I get after being on windows xp Prof for a few minutes the following error message and the pc shuts down 60 seconds.

The system process "C:\WINDOWS\system32\services.exe" terminated unexpectedly with status code -2147483641. The system will now shut down and restart. I have use typed in the run section "shutdown -a to stop the pc from shutting down to run corrective software but it still shows up. 
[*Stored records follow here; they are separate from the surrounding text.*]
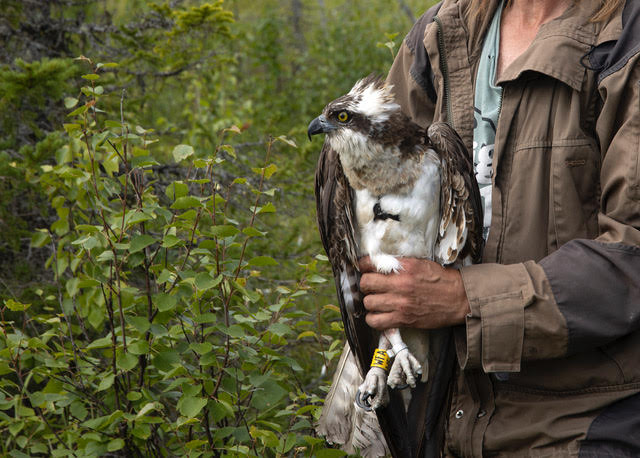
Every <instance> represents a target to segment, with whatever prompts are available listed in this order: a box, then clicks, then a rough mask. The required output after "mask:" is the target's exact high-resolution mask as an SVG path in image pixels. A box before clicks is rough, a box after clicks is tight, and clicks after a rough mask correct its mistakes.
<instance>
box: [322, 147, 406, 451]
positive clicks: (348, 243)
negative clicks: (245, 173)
mask: <svg viewBox="0 0 640 458" xmlns="http://www.w3.org/2000/svg"><path fill="white" fill-rule="evenodd" d="M315 191H316V209H317V218H318V228H319V230H320V238H321V240H322V244H323V246H324V249H325V251H326V252H327V256H328V257H329V262H330V263H331V267H332V269H333V276H334V279H335V284H336V290H337V292H338V301H339V303H340V311H341V313H342V321H343V323H344V330H345V334H346V335H347V340H348V342H349V346H350V347H351V350H352V352H353V353H354V355H355V357H356V360H357V362H358V365H359V367H360V373H361V375H362V376H363V377H364V375H366V372H367V371H368V370H369V364H370V363H371V358H372V356H373V351H374V350H375V347H376V345H377V342H378V334H377V333H376V332H375V331H374V330H373V329H372V328H370V327H369V326H368V325H367V323H366V321H365V315H366V311H365V308H364V304H363V302H362V299H363V295H362V293H361V292H360V289H359V283H360V271H359V268H358V254H359V251H358V245H357V233H356V230H357V229H356V217H355V213H354V191H353V189H352V188H351V186H350V185H349V182H348V181H347V178H346V176H345V175H344V172H343V170H342V165H341V163H340V160H339V157H338V154H337V153H336V152H335V151H334V150H333V149H332V148H331V147H330V146H329V144H328V142H326V141H325V143H324V145H323V147H322V151H321V152H320V157H319V159H318V166H317V168H316V187H315ZM376 414H377V417H378V422H379V424H380V427H381V429H382V432H383V434H384V437H385V439H386V443H387V446H388V448H389V451H390V452H391V454H392V456H394V457H407V458H411V457H413V456H415V450H412V448H411V446H410V441H409V440H408V426H407V417H406V414H405V411H404V404H403V401H402V399H401V396H400V394H399V393H397V392H396V391H392V392H391V393H390V402H389V404H388V405H387V406H385V407H383V408H380V409H378V410H377V411H376Z"/></svg>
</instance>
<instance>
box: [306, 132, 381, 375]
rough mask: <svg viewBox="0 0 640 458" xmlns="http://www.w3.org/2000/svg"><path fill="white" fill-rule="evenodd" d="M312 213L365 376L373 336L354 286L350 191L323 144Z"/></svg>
mask: <svg viewBox="0 0 640 458" xmlns="http://www.w3.org/2000/svg"><path fill="white" fill-rule="evenodd" d="M316 210H317V218H318V228H319V230H320V238H321V240H322V245H323V246H324V249H325V251H326V252H327V256H328V257H329V262H330V263H331V267H332V269H333V276H334V279H335V282H336V289H337V292H338V301H339V303H340V311H341V313H342V321H343V322H344V329H345V333H346V334H347V340H348V341H349V344H350V345H351V349H352V351H353V353H354V354H355V356H356V359H357V361H358V363H359V365H360V370H361V373H362V374H365V373H366V370H367V369H368V367H369V363H370V362H371V357H372V355H373V350H374V349H375V345H376V341H375V337H376V336H375V335H374V332H373V330H372V329H371V328H370V327H369V326H368V325H367V323H366V321H365V314H366V312H365V309H364V304H363V302H362V299H363V297H362V294H361V293H360V289H359V286H358V285H359V283H360V271H359V268H358V245H357V240H356V232H355V215H354V205H353V190H352V189H351V187H350V186H349V182H348V181H347V178H346V176H345V175H344V172H343V171H342V165H341V164H340V160H339V158H338V154H337V153H336V152H335V151H334V150H333V149H331V147H329V145H328V143H327V142H325V143H324V145H323V147H322V151H321V153H320V157H319V159H318V166H317V168H316ZM363 371H364V372H363Z"/></svg>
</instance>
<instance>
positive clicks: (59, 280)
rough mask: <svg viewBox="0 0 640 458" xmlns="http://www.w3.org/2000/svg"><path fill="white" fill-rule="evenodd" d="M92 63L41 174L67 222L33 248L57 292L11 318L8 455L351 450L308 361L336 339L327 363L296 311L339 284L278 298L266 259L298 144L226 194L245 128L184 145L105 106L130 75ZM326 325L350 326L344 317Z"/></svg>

I have not been able to locate my status code shown above.


----------



## PaddyN (May 2, 2008)

*Re: "C:\WINDOWS\system32\services.exe" terminated unexpectedly status code 2147483641*

are you behind a firewall?
do you have p2p programs open (winmx, kazaa, morpheus, ares)
also are you a static IP or dhcp?


----------



## hmarston (May 21, 2008)

*Re: "C:\WINDOWS\system32\services.exe" terminated unexpectedly status code 2147483641*

Yes I am behind a firewall. No I do not utilize p2p programs like (winmx, kazaa, morpheus, ares) and I am connected to a wireless router (dhcp).


----------



## PaddyN (May 2, 2008)

*Re: "C:\WINDOWS\system32\services.exe" terminated unexpectedly status code 2147483641*

Well sometimes, registering with dhcp after a timeout can cause a stack overflow..crash..
try making your PC a static IP address and DNS and see if the problem persists


----------



## hmarston (May 21, 2008)

*Re: "C:\WINDOWS\system32\services.exe" terminated unexpectedly status code 2147483641*

I have use dhcp for several years without any problems and this just started late Sunday night... It sounds like a worm but I can't locate the little guy.


----------



## PaddyN (May 2, 2008)

*Re: "C:\WINDOWS\system32\services.exe" terminated unexpectedly status code 2147483641*

"I get after being on windows xp Prof for a few minutes"

sorry i got the impression that you just started using pro version.
try a kaspersky online scan for anything there.


----------



## hmarston (May 21, 2008)

*Re: "C:\WINDOWS\system32\services.exe" terminated unexpectedly status code 2147483641*

OK will do that when I get back home!!! Thanks I will keep you posted... I also will use Process Explorer to maybe loacte the app that might be the problem...


----------



## PaddyN (May 2, 2008)

*Re: "C:\WINDOWS\system32\services.exe" terminated unexpectedly status code 2147483641*

well services.exe shows that its crashing..so i would recommend checking your settings, making sure you write them down.
then static it up, use tcp/ip v4 is you have the option of 4 or 6


----------



## igodate (Oct 13, 2008)

*Re: "C:\WINDOWS\system32\services.exe" terminated unexpectedly status code 2147483641*

how did you fix this? i have the same thing hapening to my puter. i have no network adapters and i can still connect to the internet.
i have nothing in my device manager. and it says i have no plug n play


help i have called tech support and thier solution is to reformat and that is not an option for me. i am not good with puters at all so please help me!


----------